Due giusti che hanno a che fare con il corpo di Gesù.
Di uno si dice che la sua giustizia sembra che fosse non semplicemente un’irreprensibilità di fronte alla Legge, ma un’attesa vigile della ‘consolazione d’Israele’. È giusto, e dunque riconosce in quel neonato il mistero di Dio che si rende presente nella storia. Il giusto è uno che ha a che fare con il corpo di Gesù, e ancora ciò che si rivela è quella particolare relazione che si inaugura con l’incarnazione.
L’altro, Giuseppe d’Arimatea, membro del sinedrio, è definito giusto perché uomo capace di distanziarsi dalla decisione presa dal sinedrio e anche qui siamo davanti a un uomo che ‘aspettava il regno di Dio’. Per ciò quest’uomo giusto ha il coraggio di presentarsi a Pilato, di chiedere il corpo di Gesù, di calarlo dalla croce e di seppellirlo. Anche in questo caso è interessante la triade giustizia, attesa, corpo.
Nei vangeli – oltre al Padre e a Gesù – non si parla di altri uomini giusti. Nel caso del Padre e di Gesù la definizione è diretta, cioè non sono gli evangelisti che li definiscono così, ma il Padre è detto giusto da Gesù (l’unico che lo conosce e lo può definire così), nel discorso di addio del vangelo di Giovanni, quando ormai l’ora è giunta.

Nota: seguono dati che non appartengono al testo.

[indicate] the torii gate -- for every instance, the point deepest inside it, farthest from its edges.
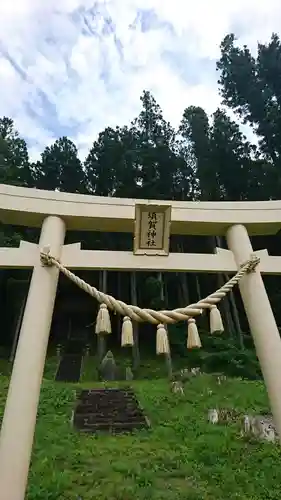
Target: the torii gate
(57, 212)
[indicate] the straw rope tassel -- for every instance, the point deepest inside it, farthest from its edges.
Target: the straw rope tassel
(127, 338)
(103, 325)
(162, 341)
(216, 324)
(193, 339)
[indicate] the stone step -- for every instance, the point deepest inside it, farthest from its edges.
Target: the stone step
(112, 410)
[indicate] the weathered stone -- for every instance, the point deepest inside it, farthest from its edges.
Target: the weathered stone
(129, 374)
(223, 415)
(260, 427)
(177, 387)
(108, 368)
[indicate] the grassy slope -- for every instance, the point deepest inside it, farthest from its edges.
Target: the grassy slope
(181, 457)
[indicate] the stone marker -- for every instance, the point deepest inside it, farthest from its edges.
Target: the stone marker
(108, 368)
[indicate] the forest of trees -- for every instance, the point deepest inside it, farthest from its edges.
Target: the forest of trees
(207, 158)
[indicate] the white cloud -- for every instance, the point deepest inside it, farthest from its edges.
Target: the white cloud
(66, 70)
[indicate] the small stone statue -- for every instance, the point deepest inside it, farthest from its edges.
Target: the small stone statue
(177, 387)
(129, 374)
(108, 368)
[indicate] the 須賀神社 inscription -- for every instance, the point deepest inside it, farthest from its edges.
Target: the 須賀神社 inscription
(152, 229)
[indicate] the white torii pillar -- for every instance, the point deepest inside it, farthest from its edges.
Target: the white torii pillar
(19, 419)
(261, 320)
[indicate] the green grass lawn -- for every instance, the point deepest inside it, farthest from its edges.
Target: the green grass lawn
(180, 457)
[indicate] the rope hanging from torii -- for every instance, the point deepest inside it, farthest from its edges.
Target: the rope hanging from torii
(161, 318)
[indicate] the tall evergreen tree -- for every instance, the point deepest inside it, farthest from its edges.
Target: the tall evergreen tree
(60, 168)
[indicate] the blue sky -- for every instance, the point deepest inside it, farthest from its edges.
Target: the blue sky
(70, 67)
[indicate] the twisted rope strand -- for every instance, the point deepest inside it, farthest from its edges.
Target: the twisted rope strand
(141, 315)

Invece Gesù è definito giusto da due pagani: la moglie di Pilato e il centurione. Perché solo due pagani lo riconoscono tale? Cosa significa?

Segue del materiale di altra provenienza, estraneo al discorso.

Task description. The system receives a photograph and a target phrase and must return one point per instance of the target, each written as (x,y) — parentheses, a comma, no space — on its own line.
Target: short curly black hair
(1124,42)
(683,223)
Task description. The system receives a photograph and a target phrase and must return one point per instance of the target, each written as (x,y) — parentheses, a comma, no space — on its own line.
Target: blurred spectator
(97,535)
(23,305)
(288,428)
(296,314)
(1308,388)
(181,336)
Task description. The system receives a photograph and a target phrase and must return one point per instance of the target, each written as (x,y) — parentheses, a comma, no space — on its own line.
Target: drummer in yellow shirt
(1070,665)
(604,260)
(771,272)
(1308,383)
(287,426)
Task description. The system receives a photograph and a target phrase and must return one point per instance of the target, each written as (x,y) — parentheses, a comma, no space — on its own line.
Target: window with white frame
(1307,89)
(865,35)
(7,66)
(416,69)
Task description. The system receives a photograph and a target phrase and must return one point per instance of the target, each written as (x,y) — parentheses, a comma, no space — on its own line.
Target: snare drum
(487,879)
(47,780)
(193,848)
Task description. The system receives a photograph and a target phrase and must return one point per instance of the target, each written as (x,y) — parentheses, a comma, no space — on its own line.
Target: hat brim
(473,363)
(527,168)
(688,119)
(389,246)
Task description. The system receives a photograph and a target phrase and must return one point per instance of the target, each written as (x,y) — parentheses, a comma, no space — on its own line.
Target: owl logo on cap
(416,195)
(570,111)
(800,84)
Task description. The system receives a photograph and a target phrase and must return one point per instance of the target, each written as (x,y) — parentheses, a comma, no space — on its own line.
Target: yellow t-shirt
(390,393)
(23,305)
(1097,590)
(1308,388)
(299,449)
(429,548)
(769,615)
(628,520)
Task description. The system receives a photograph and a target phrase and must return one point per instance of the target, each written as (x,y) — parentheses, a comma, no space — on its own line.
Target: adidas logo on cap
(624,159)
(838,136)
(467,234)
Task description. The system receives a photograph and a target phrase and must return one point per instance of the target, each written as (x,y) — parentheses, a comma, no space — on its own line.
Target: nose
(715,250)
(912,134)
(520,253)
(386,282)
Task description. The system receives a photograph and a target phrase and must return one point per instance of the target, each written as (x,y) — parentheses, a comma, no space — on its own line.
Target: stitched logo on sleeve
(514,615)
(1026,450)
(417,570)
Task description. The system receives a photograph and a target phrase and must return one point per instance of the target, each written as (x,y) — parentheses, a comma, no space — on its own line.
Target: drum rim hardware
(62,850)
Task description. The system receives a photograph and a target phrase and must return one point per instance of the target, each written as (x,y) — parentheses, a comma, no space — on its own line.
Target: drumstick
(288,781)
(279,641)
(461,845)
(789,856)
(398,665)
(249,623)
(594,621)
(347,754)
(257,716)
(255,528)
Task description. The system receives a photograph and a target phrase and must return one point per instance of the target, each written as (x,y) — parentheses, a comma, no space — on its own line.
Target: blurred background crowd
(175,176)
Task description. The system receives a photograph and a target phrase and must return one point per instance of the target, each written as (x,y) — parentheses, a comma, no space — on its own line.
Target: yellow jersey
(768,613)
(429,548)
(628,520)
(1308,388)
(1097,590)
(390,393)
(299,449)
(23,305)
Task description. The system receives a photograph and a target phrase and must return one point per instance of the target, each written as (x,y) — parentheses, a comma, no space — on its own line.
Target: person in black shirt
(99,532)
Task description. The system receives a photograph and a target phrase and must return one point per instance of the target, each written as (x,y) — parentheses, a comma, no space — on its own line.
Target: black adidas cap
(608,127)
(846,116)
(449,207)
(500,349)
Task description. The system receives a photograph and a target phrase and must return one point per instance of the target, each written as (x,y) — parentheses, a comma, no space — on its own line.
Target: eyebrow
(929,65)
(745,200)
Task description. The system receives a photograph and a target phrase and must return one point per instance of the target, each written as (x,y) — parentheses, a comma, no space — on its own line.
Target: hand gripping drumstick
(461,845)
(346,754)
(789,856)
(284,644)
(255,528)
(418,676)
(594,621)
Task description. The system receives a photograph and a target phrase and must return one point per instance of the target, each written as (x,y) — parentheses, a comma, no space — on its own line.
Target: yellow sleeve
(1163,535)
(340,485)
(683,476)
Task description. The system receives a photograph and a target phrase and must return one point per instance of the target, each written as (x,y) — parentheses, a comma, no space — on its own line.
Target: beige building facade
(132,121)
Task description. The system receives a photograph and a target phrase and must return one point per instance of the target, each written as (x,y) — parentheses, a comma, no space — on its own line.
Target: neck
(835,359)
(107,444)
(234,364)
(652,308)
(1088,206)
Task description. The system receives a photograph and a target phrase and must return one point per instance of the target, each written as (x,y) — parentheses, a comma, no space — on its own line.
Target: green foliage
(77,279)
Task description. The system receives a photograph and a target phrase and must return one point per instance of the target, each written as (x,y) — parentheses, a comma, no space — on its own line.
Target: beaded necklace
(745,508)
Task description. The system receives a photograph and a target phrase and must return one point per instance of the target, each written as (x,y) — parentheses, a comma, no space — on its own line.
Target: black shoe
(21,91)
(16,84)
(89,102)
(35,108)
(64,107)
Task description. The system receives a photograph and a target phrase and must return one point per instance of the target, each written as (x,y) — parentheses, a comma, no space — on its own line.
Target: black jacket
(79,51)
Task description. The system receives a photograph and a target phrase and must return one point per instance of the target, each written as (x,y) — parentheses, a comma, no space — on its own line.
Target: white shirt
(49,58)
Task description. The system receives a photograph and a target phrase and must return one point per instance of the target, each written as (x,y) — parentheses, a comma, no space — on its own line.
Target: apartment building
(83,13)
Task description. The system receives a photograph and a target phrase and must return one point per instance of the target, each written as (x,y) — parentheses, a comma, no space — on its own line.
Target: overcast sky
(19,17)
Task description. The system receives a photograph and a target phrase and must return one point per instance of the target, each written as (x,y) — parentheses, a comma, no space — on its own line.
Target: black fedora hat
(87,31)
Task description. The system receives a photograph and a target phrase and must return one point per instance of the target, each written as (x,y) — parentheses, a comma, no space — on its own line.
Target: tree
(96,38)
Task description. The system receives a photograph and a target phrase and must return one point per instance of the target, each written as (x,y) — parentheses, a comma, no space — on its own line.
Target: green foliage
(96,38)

“Mentre egli [Pilato, ndr] sedeva in tribunale, sua moglie gli mandò a dire: «Non avere a che fare con quel giusto; perché oggi fui molto turbata in sogno, per causa sua»” (Mt 27,19). Ecco il centurione: “Visto ciò che era accaduto, il centurione glorificava Dio: «Veramente quest’uomo era giusto»” (Lc 23,47). In qualche modo anche il buon ladrone riconosce Gesù giusto: “Noi giustamente, perché riceviamo il giusto per le nostre azioni, egli invece non ha fatto nulla di male» (Lc 23,41).

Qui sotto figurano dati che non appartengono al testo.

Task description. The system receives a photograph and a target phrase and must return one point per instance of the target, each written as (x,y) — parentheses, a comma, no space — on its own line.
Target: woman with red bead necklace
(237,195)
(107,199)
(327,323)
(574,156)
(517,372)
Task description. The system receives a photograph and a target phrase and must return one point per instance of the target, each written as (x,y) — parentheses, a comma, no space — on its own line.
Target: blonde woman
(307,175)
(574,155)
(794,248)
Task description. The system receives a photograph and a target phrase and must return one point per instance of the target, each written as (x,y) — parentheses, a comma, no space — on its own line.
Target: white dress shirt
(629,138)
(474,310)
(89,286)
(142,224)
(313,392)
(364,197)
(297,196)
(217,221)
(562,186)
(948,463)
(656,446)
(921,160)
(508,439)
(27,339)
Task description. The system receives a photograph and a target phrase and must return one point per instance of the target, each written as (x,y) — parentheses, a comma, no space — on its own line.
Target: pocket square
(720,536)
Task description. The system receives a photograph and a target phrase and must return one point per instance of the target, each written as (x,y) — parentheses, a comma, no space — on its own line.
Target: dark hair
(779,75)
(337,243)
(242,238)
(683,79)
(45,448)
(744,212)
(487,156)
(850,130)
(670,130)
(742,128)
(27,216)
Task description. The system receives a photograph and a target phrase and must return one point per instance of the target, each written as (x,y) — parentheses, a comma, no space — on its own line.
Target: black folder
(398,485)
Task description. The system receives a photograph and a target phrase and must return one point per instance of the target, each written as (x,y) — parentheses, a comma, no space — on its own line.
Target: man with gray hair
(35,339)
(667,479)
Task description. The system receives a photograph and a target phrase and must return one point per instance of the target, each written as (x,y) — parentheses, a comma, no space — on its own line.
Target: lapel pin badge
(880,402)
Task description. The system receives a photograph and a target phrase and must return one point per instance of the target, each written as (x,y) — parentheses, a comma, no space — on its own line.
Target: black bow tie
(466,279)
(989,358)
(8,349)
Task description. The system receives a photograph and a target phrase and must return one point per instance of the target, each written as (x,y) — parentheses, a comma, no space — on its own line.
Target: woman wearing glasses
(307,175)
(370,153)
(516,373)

La giustizia è tutto questo messo insieme, è la sintesi mirabile che può nascere nel cuore di un uomo quando egli è in relazione con Dio. Essa non può essere solo lo sterile adempimento di una legge e neppure un fatto di coerenza personale. La giustizia richiama fortemente la nostra possibilità di stare di fronte all’altro nella verità di noi e di lui. Tra l’essere per sé stessi e l’essere per gli altri esiste un legame molto profondo. Può diventare dono disinteressato per gli altri solo chi possiede sé stesso (cfr meditazione: Il dono disinteressato di GP2). E’, se possiamo dire così, la passione per la verità del nostro fratello, non delegabile alla semplice applicazione di una norma. La giustizia è una virtù in divenire, non è espressione di quella staticità che ci dà tanta sicurezza. Ecco perché Gesù può dire: “se la vostra giustizia non supererà quella degli scribi e dei farisei, non entrerete nel regno dei cieli” (Mt 5,20). I farisei, i dottori della legge, avevano il loro criterio di giudizio, dato dall’applicazione della normativa. Gesù viene a dirci che l’appartenenza al regno di Dio chiede il superamento di questa giustizia, chiede di andare a guardare il volto di chi ci sta di fronte per restituirgli la sua bellezza persino laddove può esserci stato uno sbaglio: proprio perché Dio è giusto, è anche misericordioso. Proviamo a pensare all’episodio dell’adultera, o a tutte le controversie sul sabato e la guarigione dei malati.
Pensiamo ai nostri piccoli fatti quotidiani. Me ne viene in mente uno vero accadutomi di recente. A una bimba muore il papà alla fine del primo trimestre scolastico, tempo di interrogazioni. Lui muore di mercoledì, il funerale è di sabato, lei il lunedì torna a scuola, senza aver studiato nulla perché piangeva e basta. La professoressa di chimica quel giorno la interroga e le dà un bel quattro: non sapeva proprio niente e quel che sapeva non riusciva neppure a dirlo. La prof sapeva della morte del papà. Giusto quel quattro? Da un certo punto di vista sì, ha applicato solo il criterio che regge il mondo scolastico: non ha studiato per cui le metto quattro. Ma lei percepisce un senso di profonda ingiustizia: forse si sarebbe dovuto guardare un po’ più in là, arrivare al suo silenzio.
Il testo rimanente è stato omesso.